Van vallen naar vliegen

Van vallen naar vliegen

 

Binnen in huis loop ik alles nog. De rolstoel is alleen voor naar buiten en als de afstanden te groot zijn. Moeiteloos beweeg ik mij door het huis, zo houd ik mij voor. Als ik leun op kasten, tafel en stoelen gaat het toch best? Dan, op weg naar de keuken, voel ik hoe de punt van mijn schoen achter een onzichtbaar klein randje van het zeil blijft hangen. Al lang voordat ik val weet ik wat er gaat gebeuren. Dit wordt een harde klap, recht vooruit. Voor afweren is het te laat en heeft sowieso geen zin. Er flitst nog door mij heen hoe ik de gevolgen nog kan beperken. Snel draai ik mijn hoofd opzij, dan breek ik in elk geval mijn neus niet.

De klap is enorm en pijn schiet als een mes door mij heen. Even blijf ik stil liggen zodat ik kan voelen wat de schade is. Voorzichtig beweeg ik mijn armen en benen. Wonder boven wonder heb ik niets gebroken.
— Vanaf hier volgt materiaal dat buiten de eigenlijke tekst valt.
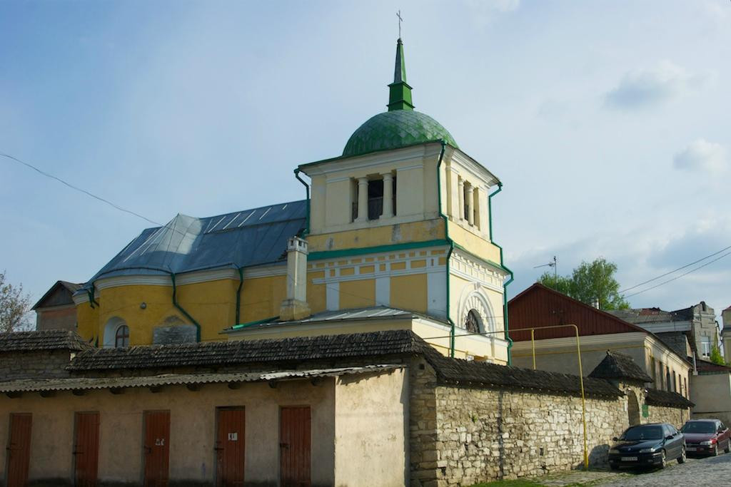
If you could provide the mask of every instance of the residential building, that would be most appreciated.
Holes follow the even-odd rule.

Er druppelt bloed uit mijn neus maar dat is klein bier, want het probleem is nu hoe hier weer weg te komen. Ik bel een buurman die er meteen aankomt. Hij helpt mij overeind en in de rolstoel. Dan moet er wat eerste hulp worden bedacht. De bloedneus is zo voorbij maar mijn hoofd heeft een dikke buil. Samen maken we een zakje met ijs en een natte doek. Ik leun achterover en leg het op mijn voorhoofd. Zo heb ik meteen een moment rust om bij te komen van de schrik.

Ik doe mijn ogen dicht en voel hoe het koele ijs de scherpe pijn verandert in een doffe klop.  Alles is nu zwart en grijs. Het is toch altijd weer bijzonder hoe er met gesloten ogen altijd weer een soort ruis in het zwart verschijnt. Rustig lig ik achterover en kom weer tot mijzelf. In de wervelingen van zwart en grijs ontstaat er langzaam een patroon. Er vormen zich allerlei rechthoeken. Verbaasd zie ik nu een flatgebouw en dan nog meer gebouwen recht van boven. En ook voel ik duidelijk hoe ik plotseling boven een enorme stad vlieg. Het is alsof ik mijn eigen drone ben geworden. Langzaam zweef ik verder en de stad glijdt onder mij door. De straten zijn leeg, geen auto’s of mensen. Waar is iedereen gebleven en is er nog leven daar beneden? Zolang ik stil blijf zitten en niet nadenk gaat het door. Tot ik genoeg heb gezien. Ik schud mijzelf terug naar de werkelijkheid. Voortaan toch maar binnen de rolstoel gebruiken.